Enfin, bien que les alternatives aux pesticides existent, les moyens déployés pour les développer sont trop faibles pour une réelle pénétration du marché. « Nous voulons favoriser l’utilisation produits de bio-contrôle, en essayant d’alléger la procédure d’autorisation de mise sur le marché, explique Nadine Lauverjat. Car toute cette procédure coûte cher. C’est également le cas pour les pesticides quand on y réfléchit : la mise au point du pesticide peut prendre des années de recherche et développement, l’homologation coûte ensuite très cher. Les fabricants de pesticides veulent naturellement rentabiliser leur investissement. »

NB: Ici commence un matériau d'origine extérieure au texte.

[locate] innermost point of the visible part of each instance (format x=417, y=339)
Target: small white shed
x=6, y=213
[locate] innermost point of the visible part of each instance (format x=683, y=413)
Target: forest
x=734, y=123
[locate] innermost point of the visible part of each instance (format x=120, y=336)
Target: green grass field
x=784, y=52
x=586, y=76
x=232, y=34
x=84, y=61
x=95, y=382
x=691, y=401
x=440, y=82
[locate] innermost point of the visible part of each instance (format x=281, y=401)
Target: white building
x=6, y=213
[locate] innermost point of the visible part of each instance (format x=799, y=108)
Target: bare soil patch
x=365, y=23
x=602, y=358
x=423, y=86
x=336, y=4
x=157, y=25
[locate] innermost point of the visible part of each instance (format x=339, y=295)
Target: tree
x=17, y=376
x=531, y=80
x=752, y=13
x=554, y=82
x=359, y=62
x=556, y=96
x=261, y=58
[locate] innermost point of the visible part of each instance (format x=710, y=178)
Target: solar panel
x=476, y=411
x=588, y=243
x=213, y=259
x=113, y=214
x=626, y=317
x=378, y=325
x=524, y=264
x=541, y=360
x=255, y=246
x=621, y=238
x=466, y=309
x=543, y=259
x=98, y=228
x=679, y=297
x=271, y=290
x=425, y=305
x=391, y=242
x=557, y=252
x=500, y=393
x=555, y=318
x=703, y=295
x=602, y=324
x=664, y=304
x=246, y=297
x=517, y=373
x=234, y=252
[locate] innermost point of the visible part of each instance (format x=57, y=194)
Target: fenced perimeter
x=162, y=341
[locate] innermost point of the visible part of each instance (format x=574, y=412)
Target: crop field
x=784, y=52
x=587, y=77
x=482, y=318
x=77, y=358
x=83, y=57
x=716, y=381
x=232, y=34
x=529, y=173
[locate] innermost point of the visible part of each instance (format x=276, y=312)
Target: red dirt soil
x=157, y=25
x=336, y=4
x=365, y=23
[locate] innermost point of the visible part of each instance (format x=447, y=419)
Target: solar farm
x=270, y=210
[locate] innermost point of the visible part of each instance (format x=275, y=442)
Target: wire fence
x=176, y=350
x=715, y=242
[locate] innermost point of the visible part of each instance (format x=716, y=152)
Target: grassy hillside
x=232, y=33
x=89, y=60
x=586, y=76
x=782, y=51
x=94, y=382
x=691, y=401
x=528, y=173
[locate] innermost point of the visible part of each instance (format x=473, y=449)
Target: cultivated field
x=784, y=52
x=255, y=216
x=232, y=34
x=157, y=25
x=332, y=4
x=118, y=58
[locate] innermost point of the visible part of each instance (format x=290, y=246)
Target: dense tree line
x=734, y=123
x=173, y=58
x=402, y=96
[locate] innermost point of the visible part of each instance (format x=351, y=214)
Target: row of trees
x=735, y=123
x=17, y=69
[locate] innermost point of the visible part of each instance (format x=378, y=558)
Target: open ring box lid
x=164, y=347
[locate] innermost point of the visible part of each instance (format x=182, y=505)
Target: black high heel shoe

La solution contre les pesticides : manger bio
Pour éviter de consommer des aliments contenant des résidus pesticides, la solution serait de manger bio, ce que de plus en plus de Français font. Impossible de garantir l’absence totale de pesticides, mais pour certains fruits et légumes, le taux de pesticides peut être divisé par dix en agriculture biologique. Les fruits tels que les pommes, les poires ou les pêches, qui se trouvent facilement dans le commerce en bio, font aussi partie des aliments les plus touchés par la présence des résidus.
La France s’est par ailleurs engagée à réduire de 50 % l’utilisation de pesticides dans les cultures d’ici 2018, dans le cadre du plan Ecophyto. Le plan, lancé en 2008, n’a pour l’instant pas été très concluant puisqu’aucune baisse n’a été constatée. En décembre dernier, Stéphane Le Foll annonçait pourtant une diminution record de l’utilisation de produits phytosanitaires : -5,7 % en 2012.
Cette information a cependant très vite été contestée : les chiffres auraient été calculés sur la base de données obsolètes. Si on ne peut pas parler de diminution, on peut néanmoins affirmer qu’il y a une stagnation de la quantité de pesticides utilisés ces dernières années. Mais la France reste le troisième consommateur au monde de ces produits, après les États-Unis et le Japon, et le premier en Europe.